■書誌情報
Zhenxuan Yu, Takeshi Kojima, Yutaka Matsuo and Yusuke Iwasawa. “Slender-Mamba: Fully Quantized Mamba From Head to Toe.” Proceedings of the 31st International Conference on Computational Linguistics (COLING 2025).
■概要
Large language models (LLMs) have gained drastic performance improvements in the natural language processing (NLP) domain. However, the models often consume huge amounts of computational resources during training and inference. Recently, Mamba, a language model architecture based on State-Space Models (SSMs), has shown to achieve comparable performance with Transformer models while significantly reducing costs by compressing context windows during inference.
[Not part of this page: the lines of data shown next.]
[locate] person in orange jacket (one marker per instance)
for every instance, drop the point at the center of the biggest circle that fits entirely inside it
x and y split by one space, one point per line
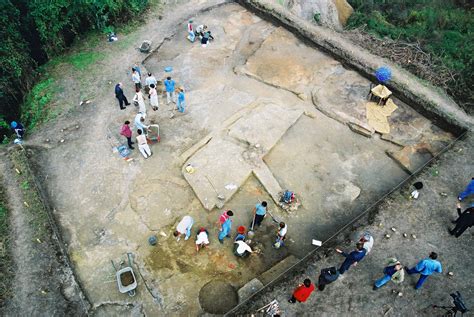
302 292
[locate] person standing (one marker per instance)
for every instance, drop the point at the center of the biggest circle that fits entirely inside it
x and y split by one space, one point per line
139 101
120 96
140 123
170 88
149 81
352 258
464 221
426 267
137 69
181 105
281 234
259 212
225 230
241 234
468 191
302 292
202 239
153 97
143 144
392 272
225 215
136 79
241 248
184 227
190 29
368 240
127 132
18 129
326 277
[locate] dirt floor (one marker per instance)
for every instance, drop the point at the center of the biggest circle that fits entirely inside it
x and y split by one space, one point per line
107 207
428 218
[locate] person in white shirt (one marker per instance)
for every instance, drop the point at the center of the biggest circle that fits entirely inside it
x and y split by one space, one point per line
368 240
281 234
202 239
184 227
136 78
149 81
143 144
242 249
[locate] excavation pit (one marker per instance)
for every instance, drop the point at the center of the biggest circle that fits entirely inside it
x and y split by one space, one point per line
265 112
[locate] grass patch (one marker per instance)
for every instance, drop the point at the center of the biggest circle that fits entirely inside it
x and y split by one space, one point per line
6 262
37 215
81 61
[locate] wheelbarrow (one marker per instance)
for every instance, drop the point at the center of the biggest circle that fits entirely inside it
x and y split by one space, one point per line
153 135
126 280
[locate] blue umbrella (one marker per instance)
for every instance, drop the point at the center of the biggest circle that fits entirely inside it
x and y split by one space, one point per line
383 74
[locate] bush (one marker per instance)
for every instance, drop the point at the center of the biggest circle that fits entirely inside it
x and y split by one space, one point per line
444 28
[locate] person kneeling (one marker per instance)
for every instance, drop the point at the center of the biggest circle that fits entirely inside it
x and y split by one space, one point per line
202 239
242 249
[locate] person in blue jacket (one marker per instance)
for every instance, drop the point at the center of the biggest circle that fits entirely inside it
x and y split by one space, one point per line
468 191
225 230
170 88
352 258
426 267
18 129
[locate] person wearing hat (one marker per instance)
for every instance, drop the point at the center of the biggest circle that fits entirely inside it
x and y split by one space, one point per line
120 96
180 105
425 268
281 234
240 234
18 129
190 28
202 239
468 191
392 272
327 276
242 249
170 88
184 227
464 221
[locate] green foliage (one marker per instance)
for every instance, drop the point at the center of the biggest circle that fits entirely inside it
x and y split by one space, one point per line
81 61
35 31
443 29
35 109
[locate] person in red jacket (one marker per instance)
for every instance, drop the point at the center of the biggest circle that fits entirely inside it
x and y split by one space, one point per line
302 292
126 132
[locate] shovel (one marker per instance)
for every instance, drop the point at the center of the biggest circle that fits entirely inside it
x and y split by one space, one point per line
250 233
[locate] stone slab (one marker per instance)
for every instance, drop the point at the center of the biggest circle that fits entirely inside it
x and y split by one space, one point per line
275 271
249 289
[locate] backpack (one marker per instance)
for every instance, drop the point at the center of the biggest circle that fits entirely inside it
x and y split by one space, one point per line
288 197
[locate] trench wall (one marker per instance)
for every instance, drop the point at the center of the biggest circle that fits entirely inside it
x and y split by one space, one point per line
430 101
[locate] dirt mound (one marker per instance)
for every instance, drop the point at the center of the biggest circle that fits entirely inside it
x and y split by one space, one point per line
218 297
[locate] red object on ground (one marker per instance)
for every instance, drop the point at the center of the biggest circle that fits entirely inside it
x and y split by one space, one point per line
302 292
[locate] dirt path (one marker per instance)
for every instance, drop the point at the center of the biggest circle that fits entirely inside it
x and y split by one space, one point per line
41 284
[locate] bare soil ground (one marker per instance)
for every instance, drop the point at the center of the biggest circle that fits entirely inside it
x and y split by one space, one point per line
107 207
428 218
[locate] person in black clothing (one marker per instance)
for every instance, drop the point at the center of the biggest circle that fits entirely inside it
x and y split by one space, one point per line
120 96
464 221
326 277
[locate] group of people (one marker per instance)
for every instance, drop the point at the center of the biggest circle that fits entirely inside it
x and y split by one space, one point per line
393 271
200 31
138 100
241 246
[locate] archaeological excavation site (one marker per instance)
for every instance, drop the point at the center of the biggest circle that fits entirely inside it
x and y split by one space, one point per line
274 103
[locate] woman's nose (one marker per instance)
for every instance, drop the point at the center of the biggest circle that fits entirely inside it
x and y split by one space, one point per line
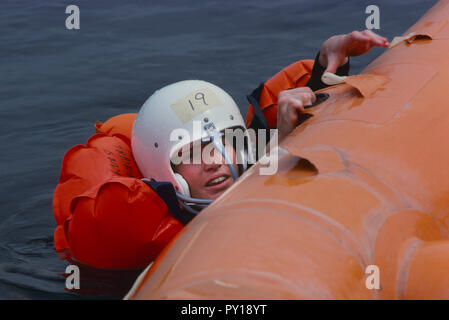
212 160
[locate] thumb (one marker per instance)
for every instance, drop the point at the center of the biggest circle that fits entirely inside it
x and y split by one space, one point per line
332 66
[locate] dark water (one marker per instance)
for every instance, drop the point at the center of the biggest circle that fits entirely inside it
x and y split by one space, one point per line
55 83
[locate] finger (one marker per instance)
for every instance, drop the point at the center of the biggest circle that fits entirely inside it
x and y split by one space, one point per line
359 36
297 104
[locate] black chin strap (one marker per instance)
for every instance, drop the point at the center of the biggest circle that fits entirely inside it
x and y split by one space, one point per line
167 193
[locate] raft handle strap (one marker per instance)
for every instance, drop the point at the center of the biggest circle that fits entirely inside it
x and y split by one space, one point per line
320 98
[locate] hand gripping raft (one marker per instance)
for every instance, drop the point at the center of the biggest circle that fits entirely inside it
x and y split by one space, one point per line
364 181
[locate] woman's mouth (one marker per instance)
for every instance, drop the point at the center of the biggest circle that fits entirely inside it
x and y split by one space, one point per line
218 181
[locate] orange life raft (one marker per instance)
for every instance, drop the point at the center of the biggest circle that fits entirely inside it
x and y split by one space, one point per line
365 181
107 217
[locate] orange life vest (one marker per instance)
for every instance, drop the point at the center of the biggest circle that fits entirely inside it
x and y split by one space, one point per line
106 216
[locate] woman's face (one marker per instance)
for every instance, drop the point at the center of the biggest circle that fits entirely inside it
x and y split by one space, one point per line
210 178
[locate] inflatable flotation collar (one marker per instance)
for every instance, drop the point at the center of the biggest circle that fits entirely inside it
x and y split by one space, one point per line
293 76
107 217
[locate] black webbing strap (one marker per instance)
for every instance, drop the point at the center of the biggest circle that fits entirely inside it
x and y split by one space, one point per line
166 192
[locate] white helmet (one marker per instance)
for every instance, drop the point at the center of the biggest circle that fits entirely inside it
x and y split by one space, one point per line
173 110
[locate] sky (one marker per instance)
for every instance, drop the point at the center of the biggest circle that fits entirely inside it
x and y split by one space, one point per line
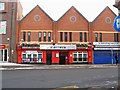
90 9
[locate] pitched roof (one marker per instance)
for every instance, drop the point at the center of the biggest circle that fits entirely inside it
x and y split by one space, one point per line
102 12
40 9
70 10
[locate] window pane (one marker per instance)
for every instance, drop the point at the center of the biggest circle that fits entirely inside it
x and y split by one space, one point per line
85 37
96 37
116 37
24 36
29 56
39 56
100 37
44 36
65 36
29 34
3 27
34 55
49 36
39 36
75 57
84 57
61 36
80 57
2 6
24 56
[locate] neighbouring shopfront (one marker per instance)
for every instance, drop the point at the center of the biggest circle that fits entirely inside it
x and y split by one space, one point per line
3 53
104 52
54 54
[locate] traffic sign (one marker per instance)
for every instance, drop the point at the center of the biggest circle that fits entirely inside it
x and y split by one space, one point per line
117 23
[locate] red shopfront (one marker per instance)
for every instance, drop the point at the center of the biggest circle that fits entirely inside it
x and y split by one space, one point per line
54 54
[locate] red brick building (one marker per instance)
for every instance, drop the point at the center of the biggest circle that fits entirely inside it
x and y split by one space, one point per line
67 40
60 41
10 12
105 38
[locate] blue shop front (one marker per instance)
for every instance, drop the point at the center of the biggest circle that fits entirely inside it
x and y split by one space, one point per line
104 52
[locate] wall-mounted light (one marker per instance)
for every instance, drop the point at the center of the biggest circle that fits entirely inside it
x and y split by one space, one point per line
51 40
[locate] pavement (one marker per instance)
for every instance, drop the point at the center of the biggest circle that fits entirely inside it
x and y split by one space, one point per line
15 66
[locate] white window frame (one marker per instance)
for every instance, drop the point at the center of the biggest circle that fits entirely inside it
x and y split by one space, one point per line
27 53
5 27
78 56
2 6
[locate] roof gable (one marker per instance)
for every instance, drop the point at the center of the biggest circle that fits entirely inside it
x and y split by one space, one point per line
70 10
40 10
105 10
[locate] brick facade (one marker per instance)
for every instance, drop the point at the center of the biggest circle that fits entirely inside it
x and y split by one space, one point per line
11 13
71 29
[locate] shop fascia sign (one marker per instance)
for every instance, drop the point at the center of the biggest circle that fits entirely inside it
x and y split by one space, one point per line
117 23
57 47
107 44
106 48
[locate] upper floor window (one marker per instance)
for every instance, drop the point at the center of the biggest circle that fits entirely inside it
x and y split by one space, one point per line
116 37
70 36
80 36
85 37
29 35
44 34
49 36
2 6
39 36
65 36
3 27
96 37
24 36
61 36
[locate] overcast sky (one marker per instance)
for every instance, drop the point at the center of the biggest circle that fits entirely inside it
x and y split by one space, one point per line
90 9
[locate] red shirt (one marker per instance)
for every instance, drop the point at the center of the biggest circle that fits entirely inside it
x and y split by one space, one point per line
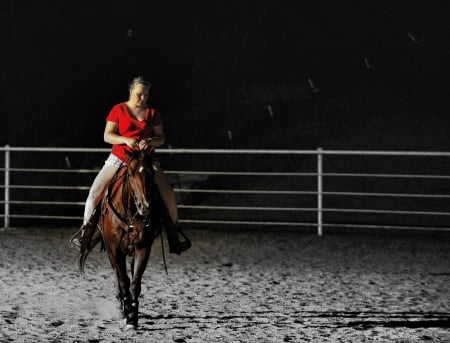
129 126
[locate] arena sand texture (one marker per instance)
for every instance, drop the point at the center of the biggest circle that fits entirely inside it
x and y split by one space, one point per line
252 286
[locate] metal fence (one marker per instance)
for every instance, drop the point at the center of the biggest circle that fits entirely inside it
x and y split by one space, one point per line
260 188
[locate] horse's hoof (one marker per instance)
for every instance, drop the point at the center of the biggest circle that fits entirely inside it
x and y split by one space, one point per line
130 327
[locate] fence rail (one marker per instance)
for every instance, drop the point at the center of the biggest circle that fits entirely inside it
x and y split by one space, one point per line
315 188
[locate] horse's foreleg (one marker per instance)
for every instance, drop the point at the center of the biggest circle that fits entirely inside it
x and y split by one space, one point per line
118 263
140 261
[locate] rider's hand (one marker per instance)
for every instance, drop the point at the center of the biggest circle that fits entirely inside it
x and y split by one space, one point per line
131 142
146 145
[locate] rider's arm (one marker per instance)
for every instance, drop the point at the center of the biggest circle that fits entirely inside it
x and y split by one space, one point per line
112 137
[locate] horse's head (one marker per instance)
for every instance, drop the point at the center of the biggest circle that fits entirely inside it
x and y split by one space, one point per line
136 172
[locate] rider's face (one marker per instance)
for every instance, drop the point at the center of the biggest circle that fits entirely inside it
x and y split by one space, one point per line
139 95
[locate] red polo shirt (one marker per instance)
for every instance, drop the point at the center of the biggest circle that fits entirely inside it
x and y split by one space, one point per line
128 126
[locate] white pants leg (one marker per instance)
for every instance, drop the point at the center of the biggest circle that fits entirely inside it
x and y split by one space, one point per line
98 188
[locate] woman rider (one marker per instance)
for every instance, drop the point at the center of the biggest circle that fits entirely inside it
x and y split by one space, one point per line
129 126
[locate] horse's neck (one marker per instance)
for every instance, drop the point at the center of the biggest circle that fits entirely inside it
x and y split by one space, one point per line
119 192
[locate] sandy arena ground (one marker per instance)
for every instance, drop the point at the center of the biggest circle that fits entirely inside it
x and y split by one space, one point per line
253 286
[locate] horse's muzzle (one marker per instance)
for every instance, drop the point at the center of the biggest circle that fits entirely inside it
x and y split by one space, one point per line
143 208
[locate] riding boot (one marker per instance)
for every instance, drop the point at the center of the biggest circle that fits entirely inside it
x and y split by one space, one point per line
175 245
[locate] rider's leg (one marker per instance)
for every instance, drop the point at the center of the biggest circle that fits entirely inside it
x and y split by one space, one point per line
168 196
96 192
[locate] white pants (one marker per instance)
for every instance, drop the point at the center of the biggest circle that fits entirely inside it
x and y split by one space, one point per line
104 176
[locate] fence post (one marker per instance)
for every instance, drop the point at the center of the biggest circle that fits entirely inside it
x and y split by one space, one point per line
319 191
7 164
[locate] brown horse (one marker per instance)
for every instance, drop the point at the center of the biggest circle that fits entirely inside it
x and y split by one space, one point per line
130 219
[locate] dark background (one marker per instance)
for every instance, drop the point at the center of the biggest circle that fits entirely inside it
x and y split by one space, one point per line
381 69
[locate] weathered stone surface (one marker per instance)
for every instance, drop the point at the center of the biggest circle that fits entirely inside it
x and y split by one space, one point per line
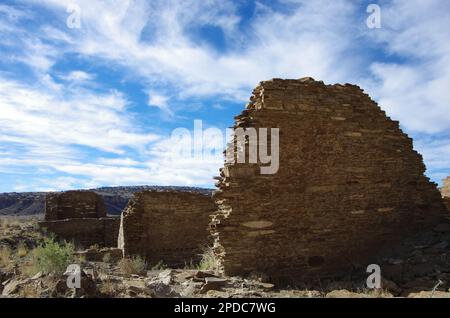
80 216
74 205
349 186
445 190
166 226
86 232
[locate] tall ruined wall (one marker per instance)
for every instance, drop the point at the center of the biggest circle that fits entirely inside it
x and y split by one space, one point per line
74 205
86 232
446 188
166 226
349 184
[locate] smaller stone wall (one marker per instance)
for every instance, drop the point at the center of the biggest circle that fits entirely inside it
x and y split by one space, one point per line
86 232
74 205
445 190
167 226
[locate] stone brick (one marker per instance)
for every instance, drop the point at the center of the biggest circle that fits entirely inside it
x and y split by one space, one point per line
74 205
80 216
166 226
446 188
87 231
349 185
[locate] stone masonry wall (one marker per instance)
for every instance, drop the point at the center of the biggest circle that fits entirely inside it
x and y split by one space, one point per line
74 205
166 226
349 185
446 188
80 216
86 232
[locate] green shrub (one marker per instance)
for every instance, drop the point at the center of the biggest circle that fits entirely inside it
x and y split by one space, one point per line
135 265
52 257
159 266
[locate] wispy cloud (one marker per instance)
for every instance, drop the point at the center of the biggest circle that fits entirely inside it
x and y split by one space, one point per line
70 119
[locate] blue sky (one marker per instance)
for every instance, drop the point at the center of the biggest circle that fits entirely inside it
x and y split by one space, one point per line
96 105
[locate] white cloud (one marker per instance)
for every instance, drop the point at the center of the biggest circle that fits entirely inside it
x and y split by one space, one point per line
155 41
152 39
161 101
415 90
77 77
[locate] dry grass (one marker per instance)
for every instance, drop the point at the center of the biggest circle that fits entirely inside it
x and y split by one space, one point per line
108 288
107 258
135 265
29 291
159 266
21 250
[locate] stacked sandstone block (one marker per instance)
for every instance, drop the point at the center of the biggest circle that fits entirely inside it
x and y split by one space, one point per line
446 188
80 217
74 205
167 226
349 185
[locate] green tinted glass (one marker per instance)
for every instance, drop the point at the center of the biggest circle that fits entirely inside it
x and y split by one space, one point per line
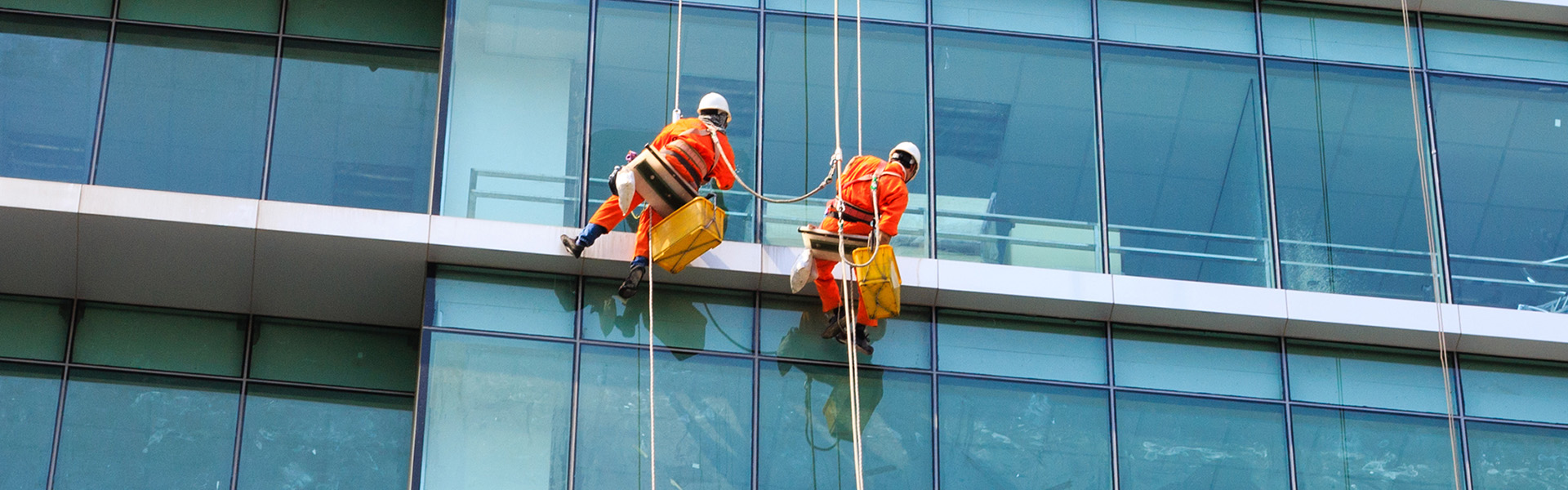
1183 360
692 318
497 301
1021 435
341 355
702 408
33 328
1018 346
499 413
165 340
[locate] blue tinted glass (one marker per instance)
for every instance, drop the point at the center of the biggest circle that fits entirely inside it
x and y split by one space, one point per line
314 439
703 420
1018 346
49 90
806 429
1208 24
634 91
146 432
1021 435
1169 442
1499 158
354 126
797 140
506 302
29 396
187 112
1184 172
1344 142
1000 197
1067 18
1198 362
514 117
499 413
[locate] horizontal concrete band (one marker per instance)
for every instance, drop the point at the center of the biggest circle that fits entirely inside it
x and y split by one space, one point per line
359 265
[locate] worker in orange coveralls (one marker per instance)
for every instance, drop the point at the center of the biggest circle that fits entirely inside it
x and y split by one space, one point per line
860 214
688 148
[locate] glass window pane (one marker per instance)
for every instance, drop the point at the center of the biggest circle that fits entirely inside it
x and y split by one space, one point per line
167 340
1512 457
1200 362
341 355
1515 388
354 126
499 413
33 328
1344 142
1339 33
690 318
1496 47
146 432
1184 170
242 15
1018 346
317 439
49 93
806 429
187 112
514 112
501 301
799 137
1338 449
1022 435
1361 376
703 420
1208 24
29 396
1170 442
1018 172
417 22
1063 18
1501 159
634 91
792 328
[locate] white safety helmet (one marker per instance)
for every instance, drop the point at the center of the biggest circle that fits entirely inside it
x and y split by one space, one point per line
908 156
714 109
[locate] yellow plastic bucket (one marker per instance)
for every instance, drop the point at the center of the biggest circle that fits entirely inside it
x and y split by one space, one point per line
879 282
687 234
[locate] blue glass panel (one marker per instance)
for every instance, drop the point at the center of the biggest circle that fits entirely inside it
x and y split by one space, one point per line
354 126
1184 172
187 112
1015 156
49 91
514 117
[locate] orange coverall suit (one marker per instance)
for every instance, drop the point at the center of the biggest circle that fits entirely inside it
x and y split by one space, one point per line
695 136
893 198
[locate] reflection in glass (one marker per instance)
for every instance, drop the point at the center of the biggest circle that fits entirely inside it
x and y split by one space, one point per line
1169 442
806 429
1021 435
514 117
313 439
497 413
797 140
51 74
1017 153
703 408
634 90
1344 143
1184 172
1501 163
354 126
146 432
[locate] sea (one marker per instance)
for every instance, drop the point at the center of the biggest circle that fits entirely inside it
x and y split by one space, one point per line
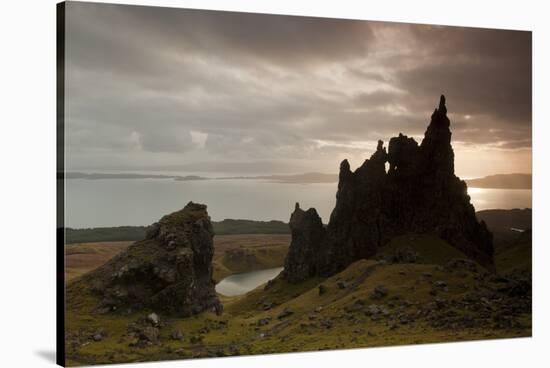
118 202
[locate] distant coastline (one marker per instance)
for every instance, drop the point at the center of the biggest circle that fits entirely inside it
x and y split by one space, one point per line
499 181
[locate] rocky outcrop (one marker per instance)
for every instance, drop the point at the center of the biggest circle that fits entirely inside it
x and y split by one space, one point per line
169 272
307 235
419 193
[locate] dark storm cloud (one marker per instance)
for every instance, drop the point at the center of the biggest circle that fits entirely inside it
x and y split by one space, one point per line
159 87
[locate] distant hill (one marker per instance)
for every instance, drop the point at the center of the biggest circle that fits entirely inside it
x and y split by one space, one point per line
502 181
134 233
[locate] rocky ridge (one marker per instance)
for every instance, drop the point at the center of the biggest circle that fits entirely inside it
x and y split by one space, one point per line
419 193
170 271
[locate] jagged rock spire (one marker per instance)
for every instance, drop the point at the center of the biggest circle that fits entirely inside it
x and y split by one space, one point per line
419 194
442 108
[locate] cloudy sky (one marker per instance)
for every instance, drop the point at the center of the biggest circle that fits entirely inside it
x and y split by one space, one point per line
160 89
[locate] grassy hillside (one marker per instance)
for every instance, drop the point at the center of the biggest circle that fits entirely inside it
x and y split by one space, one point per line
419 303
425 249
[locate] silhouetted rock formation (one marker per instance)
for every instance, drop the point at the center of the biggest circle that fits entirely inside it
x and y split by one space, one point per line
419 194
170 271
307 235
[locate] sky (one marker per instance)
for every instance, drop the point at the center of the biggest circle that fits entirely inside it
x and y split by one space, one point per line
174 90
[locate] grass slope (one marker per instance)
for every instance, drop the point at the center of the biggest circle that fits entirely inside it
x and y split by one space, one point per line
232 254
135 233
336 319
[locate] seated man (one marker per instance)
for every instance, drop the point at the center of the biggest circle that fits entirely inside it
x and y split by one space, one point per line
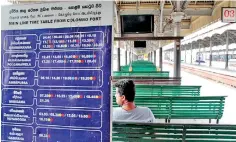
125 94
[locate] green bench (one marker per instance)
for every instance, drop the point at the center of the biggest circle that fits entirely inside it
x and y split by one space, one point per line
138 73
182 107
151 132
155 90
139 68
147 80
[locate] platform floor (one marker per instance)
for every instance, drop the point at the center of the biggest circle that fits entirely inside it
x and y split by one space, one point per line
209 88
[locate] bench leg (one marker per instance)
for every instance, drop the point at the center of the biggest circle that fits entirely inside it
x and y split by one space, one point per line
168 120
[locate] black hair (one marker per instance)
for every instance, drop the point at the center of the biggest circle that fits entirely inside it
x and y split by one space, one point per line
126 88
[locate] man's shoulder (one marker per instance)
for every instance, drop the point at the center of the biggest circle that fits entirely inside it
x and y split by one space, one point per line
143 108
117 109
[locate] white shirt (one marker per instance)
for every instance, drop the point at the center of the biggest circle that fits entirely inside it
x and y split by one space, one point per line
139 114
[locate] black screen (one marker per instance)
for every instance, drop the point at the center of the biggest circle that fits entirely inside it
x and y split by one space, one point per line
137 23
139 44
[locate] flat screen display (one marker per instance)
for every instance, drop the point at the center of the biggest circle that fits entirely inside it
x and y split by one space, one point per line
137 24
139 44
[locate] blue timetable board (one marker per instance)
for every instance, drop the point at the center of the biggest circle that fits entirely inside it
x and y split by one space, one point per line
56 68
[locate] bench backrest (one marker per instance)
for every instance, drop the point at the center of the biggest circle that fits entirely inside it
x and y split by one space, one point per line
141 132
181 107
144 80
155 90
138 73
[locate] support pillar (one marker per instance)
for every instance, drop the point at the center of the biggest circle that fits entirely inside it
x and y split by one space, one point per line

We focus on the potential to further light-weighting Mamba architecture by applying BitNet quantization method into the model architecture. In addition, while prior BitNet methods generally quantize only linear layers in the main body, we extensively quantize embedding layers and projection layers, considering their significant proportion of model parameters. In our experiments, we apply ternary quantization into Mamba-2 (130M) architecture and pre-train the model with 150B tokens from scrach. Our method achieves nearly 90.1% reduction of bits used by the all parameters, achieving a significant improvement compared with 54.7% reduction by conventional BitNet quantization method. In addition, our method experiences minimal performance degradation in both pre-traing perpexity and downstream tasks. These findings provide a potential of incorporating more light-weighted language models into edge devices, which will be more demanding in the future.